The project is located in Xinglian ERE Technology Park, Nanhai District, Sanlong Bay, covering an area of ​​over 6,000 square meters. It will build a South China headquarters and R&D center integrating R&D and project management, marketing, administrative management and other functions.
BorgWarner: Invests 1 billion in motor factory to put into production
On July 20, the Tianjin factory of BorgWarner Power Drive Systems, a global leader in auto parts, held an opening ceremony. The factory will become BorgWarner’s most important production base in North China.
According to previously disclosed information, the project will start in Tianjin in July 2022, with a total investment of 1 billion yuan. It is planned to be constructed in two phases. The first phase of the project will build 13 fully automatic production lines, with complete new product development and supporting production line development, Test verification laboratory, etc.
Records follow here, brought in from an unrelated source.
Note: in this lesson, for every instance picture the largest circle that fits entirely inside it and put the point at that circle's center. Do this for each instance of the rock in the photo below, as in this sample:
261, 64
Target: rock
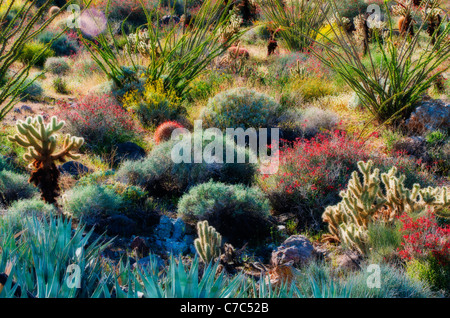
169, 18
26, 108
170, 236
348, 261
147, 262
140, 246
120, 225
128, 151
297, 249
74, 168
430, 115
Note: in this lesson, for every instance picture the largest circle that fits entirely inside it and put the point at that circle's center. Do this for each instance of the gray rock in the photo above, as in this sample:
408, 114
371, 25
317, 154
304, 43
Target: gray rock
74, 168
150, 261
297, 249
429, 115
348, 261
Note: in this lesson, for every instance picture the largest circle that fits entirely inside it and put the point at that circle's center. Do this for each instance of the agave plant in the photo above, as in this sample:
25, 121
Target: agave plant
42, 260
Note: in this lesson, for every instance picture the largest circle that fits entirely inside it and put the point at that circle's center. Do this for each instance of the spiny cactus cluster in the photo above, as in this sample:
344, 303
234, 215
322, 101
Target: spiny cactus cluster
40, 141
364, 202
208, 242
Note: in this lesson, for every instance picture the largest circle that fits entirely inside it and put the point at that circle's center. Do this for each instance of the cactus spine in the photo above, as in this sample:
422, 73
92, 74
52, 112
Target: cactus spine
40, 141
208, 242
364, 202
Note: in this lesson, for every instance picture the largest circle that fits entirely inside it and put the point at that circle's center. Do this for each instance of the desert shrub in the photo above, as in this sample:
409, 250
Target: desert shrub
389, 92
60, 86
31, 90
240, 107
101, 121
35, 53
307, 123
86, 67
297, 21
311, 174
318, 279
160, 175
164, 131
21, 211
312, 88
237, 212
426, 249
64, 45
57, 65
14, 186
154, 105
383, 241
91, 201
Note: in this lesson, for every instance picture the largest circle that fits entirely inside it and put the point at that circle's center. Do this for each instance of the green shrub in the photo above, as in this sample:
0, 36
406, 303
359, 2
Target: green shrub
92, 201
237, 212
241, 107
14, 186
60, 86
31, 90
35, 53
158, 174
21, 211
57, 65
430, 272
62, 46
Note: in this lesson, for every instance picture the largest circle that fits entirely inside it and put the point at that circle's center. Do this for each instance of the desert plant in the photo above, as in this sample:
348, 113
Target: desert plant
15, 33
391, 91
178, 55
62, 45
32, 49
241, 108
60, 86
298, 22
40, 141
154, 104
237, 212
208, 242
57, 65
91, 202
101, 121
20, 212
160, 175
366, 202
164, 131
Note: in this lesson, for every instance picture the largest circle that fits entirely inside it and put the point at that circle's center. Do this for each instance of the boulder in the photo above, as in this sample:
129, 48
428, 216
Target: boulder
429, 115
74, 168
297, 249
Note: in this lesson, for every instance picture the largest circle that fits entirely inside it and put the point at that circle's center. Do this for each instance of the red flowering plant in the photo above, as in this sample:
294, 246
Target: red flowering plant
311, 174
424, 239
101, 121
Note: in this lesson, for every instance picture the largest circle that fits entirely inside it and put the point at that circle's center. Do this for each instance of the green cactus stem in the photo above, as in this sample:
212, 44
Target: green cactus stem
208, 242
41, 142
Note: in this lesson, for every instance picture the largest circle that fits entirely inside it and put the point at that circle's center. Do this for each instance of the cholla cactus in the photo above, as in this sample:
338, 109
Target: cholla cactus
208, 242
40, 141
365, 202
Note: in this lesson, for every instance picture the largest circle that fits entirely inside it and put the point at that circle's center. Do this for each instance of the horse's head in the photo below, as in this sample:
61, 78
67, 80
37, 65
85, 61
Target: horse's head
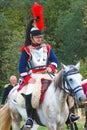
72, 82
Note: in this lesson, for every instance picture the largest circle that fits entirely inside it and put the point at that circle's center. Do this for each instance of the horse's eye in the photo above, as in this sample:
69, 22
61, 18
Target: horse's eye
70, 80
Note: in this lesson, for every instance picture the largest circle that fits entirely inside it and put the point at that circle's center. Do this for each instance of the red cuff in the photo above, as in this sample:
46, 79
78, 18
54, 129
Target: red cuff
26, 79
52, 67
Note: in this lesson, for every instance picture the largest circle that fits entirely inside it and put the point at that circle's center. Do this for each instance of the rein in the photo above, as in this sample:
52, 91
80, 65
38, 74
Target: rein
69, 90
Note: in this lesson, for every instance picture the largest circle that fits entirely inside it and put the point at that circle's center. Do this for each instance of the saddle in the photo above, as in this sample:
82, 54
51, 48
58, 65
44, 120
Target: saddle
38, 94
44, 87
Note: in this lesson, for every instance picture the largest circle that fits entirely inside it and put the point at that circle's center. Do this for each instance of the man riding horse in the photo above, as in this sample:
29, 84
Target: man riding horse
36, 57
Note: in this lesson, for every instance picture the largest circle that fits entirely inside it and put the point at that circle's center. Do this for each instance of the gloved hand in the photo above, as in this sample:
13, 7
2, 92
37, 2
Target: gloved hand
25, 81
51, 68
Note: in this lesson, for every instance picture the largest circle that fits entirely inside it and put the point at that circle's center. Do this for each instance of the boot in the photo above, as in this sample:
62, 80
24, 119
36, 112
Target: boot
72, 118
29, 110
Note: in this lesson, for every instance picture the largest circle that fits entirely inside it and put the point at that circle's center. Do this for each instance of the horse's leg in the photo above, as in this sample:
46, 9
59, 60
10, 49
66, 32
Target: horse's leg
5, 118
16, 119
75, 126
85, 125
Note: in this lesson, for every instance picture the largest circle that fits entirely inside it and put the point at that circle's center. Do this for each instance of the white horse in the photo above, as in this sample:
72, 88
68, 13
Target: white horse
54, 110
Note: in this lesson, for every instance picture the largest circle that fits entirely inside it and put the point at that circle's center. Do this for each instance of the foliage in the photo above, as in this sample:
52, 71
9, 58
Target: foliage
65, 29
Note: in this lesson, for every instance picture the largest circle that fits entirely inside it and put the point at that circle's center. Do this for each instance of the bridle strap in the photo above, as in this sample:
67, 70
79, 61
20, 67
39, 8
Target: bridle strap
69, 90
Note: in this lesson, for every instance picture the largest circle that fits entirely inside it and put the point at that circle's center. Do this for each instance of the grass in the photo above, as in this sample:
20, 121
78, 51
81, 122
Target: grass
79, 124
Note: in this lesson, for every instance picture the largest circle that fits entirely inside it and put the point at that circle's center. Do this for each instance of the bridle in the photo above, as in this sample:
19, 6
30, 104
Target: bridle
66, 85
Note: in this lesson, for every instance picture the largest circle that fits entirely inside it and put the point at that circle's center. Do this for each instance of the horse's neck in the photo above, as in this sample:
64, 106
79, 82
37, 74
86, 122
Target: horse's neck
55, 94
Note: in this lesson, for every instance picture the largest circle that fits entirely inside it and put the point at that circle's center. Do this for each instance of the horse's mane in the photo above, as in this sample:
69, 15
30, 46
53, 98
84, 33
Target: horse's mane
58, 79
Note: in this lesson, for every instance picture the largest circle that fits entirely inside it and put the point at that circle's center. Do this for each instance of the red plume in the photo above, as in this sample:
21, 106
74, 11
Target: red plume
37, 11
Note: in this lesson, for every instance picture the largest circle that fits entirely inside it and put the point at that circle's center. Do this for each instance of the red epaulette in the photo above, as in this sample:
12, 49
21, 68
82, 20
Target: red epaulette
48, 48
25, 48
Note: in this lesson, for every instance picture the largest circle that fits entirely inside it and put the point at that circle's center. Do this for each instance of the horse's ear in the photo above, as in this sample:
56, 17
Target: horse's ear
63, 66
78, 65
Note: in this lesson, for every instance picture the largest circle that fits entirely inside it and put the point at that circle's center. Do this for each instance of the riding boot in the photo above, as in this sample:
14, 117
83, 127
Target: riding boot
72, 118
29, 110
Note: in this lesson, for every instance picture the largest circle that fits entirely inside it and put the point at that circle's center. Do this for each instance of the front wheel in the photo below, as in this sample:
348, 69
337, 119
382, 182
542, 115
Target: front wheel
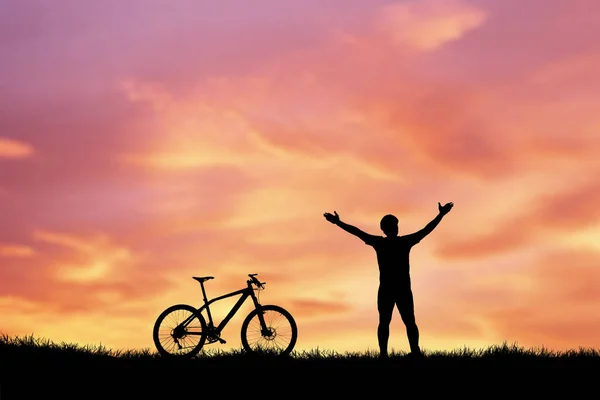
180, 330
278, 335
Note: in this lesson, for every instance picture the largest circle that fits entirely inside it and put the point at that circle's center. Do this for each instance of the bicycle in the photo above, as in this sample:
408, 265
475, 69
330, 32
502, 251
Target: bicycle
261, 325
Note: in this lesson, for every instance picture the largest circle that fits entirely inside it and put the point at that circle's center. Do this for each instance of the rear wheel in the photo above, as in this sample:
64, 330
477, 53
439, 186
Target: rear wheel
279, 337
174, 338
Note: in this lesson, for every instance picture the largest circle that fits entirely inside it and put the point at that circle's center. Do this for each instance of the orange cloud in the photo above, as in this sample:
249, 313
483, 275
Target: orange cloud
10, 148
428, 25
14, 250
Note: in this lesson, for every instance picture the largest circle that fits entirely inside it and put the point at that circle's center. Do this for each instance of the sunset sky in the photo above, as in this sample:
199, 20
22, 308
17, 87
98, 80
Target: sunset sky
143, 142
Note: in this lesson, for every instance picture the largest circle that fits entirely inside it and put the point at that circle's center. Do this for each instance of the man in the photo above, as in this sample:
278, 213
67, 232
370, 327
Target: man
394, 273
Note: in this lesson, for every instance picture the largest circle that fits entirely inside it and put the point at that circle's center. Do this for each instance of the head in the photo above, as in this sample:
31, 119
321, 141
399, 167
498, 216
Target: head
389, 225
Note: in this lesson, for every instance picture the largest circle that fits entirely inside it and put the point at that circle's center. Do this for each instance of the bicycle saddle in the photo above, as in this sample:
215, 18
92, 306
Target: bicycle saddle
203, 278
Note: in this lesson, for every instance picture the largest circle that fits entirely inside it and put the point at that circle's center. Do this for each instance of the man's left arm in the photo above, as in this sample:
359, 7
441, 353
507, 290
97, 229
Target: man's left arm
443, 210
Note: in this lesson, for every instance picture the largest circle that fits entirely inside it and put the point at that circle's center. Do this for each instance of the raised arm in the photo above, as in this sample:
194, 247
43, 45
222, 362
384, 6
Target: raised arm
443, 210
335, 219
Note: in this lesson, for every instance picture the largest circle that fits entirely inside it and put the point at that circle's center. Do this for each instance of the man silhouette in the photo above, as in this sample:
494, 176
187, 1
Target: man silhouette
394, 273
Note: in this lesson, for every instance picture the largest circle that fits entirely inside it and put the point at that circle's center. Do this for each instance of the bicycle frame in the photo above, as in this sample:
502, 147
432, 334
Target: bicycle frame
245, 293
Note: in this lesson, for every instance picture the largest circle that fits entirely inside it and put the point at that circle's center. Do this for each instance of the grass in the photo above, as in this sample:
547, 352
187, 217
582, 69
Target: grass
139, 370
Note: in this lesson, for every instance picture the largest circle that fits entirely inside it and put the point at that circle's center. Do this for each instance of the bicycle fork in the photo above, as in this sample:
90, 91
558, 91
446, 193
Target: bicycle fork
265, 331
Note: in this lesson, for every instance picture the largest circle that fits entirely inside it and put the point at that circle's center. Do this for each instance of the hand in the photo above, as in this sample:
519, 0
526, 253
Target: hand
333, 218
445, 209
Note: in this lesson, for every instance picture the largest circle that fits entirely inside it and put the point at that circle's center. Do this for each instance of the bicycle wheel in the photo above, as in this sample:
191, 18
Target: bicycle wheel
278, 339
173, 338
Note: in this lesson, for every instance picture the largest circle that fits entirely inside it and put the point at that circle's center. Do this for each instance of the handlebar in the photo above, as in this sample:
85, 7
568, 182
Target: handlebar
254, 281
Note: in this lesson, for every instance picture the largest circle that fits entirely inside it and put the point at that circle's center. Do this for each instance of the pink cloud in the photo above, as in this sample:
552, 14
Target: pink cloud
10, 148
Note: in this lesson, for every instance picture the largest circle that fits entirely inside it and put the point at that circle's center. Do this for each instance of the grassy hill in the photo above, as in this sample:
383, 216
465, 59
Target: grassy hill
31, 367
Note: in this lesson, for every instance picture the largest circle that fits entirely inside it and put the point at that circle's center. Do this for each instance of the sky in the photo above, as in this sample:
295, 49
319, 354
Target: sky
143, 142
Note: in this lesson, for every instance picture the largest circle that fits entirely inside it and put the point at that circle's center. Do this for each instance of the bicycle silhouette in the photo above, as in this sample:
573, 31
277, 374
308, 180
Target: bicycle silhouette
267, 330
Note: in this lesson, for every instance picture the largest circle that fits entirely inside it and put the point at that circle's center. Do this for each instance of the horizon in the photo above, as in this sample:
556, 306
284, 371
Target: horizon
146, 142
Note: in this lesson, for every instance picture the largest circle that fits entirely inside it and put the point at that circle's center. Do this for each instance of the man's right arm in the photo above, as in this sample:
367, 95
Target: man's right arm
335, 219
354, 231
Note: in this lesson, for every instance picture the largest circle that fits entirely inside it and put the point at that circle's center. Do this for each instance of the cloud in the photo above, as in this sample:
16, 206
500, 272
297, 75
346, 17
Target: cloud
14, 149
429, 24
16, 250
551, 216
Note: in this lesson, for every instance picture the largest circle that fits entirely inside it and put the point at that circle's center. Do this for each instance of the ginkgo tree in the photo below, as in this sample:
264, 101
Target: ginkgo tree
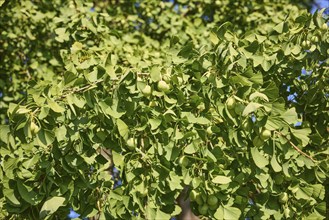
178, 96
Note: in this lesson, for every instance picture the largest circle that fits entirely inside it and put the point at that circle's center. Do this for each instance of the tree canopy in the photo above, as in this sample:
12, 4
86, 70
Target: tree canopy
229, 98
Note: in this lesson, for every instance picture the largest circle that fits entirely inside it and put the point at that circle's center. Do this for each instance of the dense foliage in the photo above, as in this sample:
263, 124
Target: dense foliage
227, 97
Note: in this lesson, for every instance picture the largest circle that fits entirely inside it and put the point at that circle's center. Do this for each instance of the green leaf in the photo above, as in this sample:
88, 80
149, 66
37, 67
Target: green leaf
251, 107
51, 206
231, 212
4, 131
10, 195
258, 95
28, 194
275, 165
221, 179
45, 137
155, 74
258, 158
301, 135
55, 107
290, 116
123, 129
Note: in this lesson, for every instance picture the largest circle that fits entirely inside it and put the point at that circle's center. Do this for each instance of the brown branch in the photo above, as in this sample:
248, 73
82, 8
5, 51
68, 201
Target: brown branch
295, 147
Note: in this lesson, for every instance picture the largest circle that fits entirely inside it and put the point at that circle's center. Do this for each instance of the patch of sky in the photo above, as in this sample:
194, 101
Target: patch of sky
319, 4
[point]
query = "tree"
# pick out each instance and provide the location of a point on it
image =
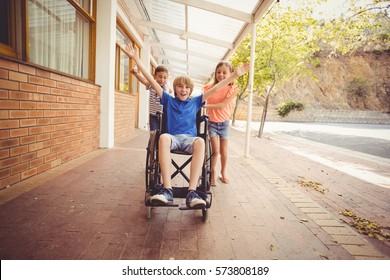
(285, 41)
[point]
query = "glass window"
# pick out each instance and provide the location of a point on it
(7, 43)
(86, 5)
(58, 37)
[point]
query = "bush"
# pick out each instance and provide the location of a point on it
(358, 87)
(286, 107)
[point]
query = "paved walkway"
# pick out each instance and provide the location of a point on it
(92, 208)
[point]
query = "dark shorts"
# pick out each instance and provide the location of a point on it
(153, 122)
(219, 129)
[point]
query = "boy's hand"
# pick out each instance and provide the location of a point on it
(134, 71)
(131, 51)
(242, 69)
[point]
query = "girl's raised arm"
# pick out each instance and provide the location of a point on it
(241, 70)
(132, 53)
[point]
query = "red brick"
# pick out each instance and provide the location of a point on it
(16, 76)
(28, 139)
(9, 162)
(4, 114)
(4, 134)
(28, 105)
(18, 132)
(8, 143)
(18, 150)
(18, 114)
(19, 168)
(7, 124)
(27, 69)
(36, 130)
(28, 87)
(7, 64)
(10, 180)
(28, 173)
(28, 122)
(43, 89)
(9, 104)
(35, 146)
(49, 83)
(35, 80)
(36, 114)
(18, 95)
(27, 157)
(4, 153)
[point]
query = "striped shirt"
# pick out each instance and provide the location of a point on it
(154, 100)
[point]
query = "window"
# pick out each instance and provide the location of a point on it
(7, 30)
(125, 81)
(57, 34)
(59, 37)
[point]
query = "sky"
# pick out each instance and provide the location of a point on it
(327, 9)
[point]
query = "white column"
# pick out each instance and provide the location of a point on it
(143, 112)
(251, 80)
(105, 68)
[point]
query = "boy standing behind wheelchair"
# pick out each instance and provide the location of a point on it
(161, 76)
(181, 130)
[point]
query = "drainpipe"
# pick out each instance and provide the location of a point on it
(251, 79)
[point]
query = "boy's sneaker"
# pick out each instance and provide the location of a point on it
(163, 197)
(193, 200)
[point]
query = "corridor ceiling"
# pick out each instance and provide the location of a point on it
(191, 36)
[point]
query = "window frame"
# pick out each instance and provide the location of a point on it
(20, 43)
(132, 79)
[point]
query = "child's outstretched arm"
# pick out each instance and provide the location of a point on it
(157, 88)
(139, 77)
(241, 70)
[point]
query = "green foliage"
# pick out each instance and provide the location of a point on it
(358, 87)
(286, 107)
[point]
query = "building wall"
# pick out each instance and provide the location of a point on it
(125, 112)
(46, 119)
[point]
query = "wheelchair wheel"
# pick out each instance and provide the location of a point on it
(205, 214)
(152, 168)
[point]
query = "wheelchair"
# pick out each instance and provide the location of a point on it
(153, 178)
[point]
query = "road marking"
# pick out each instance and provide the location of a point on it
(357, 171)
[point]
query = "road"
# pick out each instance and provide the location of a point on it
(351, 162)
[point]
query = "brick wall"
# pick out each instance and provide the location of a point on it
(125, 112)
(46, 119)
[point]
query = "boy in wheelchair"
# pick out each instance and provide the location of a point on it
(181, 130)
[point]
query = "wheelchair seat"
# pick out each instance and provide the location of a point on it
(153, 177)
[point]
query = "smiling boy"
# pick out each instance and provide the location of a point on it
(181, 134)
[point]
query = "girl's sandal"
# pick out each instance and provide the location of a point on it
(223, 179)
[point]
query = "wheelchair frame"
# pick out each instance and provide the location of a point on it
(153, 179)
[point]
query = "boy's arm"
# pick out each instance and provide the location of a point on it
(222, 104)
(157, 88)
(241, 70)
(140, 77)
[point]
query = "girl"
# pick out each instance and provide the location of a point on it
(219, 109)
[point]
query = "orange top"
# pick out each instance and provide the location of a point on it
(223, 114)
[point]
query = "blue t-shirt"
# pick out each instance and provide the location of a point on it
(181, 115)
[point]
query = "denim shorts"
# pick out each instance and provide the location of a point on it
(220, 129)
(183, 143)
(153, 122)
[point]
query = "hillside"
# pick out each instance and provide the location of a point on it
(358, 82)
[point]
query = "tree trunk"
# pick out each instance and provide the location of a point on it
(238, 101)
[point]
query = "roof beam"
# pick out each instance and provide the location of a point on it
(215, 8)
(183, 34)
(209, 58)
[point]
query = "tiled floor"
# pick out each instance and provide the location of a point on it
(93, 208)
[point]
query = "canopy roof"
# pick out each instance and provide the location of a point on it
(191, 36)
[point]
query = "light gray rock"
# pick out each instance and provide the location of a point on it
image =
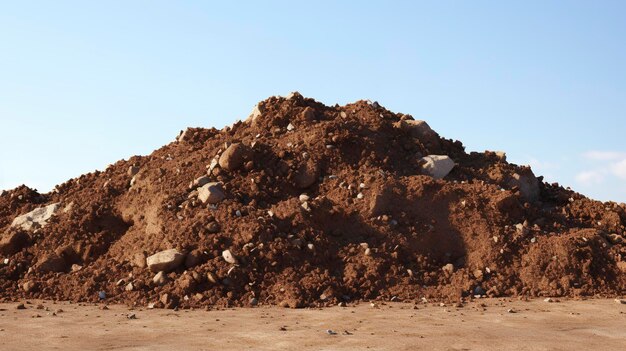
(527, 183)
(229, 257)
(211, 193)
(437, 166)
(166, 261)
(159, 279)
(36, 218)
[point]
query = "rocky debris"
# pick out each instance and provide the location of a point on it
(159, 278)
(527, 184)
(234, 157)
(36, 218)
(307, 174)
(229, 257)
(211, 193)
(420, 130)
(13, 241)
(437, 166)
(166, 261)
(51, 263)
(200, 181)
(336, 209)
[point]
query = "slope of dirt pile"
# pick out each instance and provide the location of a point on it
(307, 205)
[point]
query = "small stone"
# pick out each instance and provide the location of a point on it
(166, 261)
(233, 157)
(51, 263)
(437, 166)
(448, 268)
(229, 257)
(200, 181)
(36, 218)
(211, 193)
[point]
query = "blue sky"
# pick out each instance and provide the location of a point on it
(85, 83)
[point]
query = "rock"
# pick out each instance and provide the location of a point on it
(449, 268)
(527, 183)
(194, 258)
(132, 171)
(28, 286)
(233, 157)
(13, 241)
(139, 260)
(36, 218)
(437, 166)
(421, 130)
(256, 113)
(615, 239)
(308, 114)
(229, 257)
(211, 193)
(621, 265)
(166, 261)
(51, 263)
(200, 181)
(307, 174)
(159, 279)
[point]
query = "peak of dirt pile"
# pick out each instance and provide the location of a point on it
(304, 204)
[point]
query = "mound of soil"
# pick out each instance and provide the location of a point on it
(304, 204)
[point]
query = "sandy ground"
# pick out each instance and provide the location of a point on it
(490, 324)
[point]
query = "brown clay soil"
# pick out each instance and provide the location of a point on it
(373, 225)
(486, 324)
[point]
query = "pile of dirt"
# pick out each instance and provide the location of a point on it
(304, 204)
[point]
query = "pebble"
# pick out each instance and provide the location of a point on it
(229, 257)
In addition to the above investment in the motor industry, since this year, executives from multinational companies such as Tesla, JPMorgan Chase, and Apple have visited China intensively; Volkswagen Group has invested approximately 1 billion euros to establish a research and innovation center in Hefei focusing on intelligent connected electric vehicles. and procurement center; Danfoss Group, the world’s refrigeration industry giant, has launched a global refrigeration R&D and testing center in China… The depth and breadth of foreign manufacturing investment layout in China continues to expand.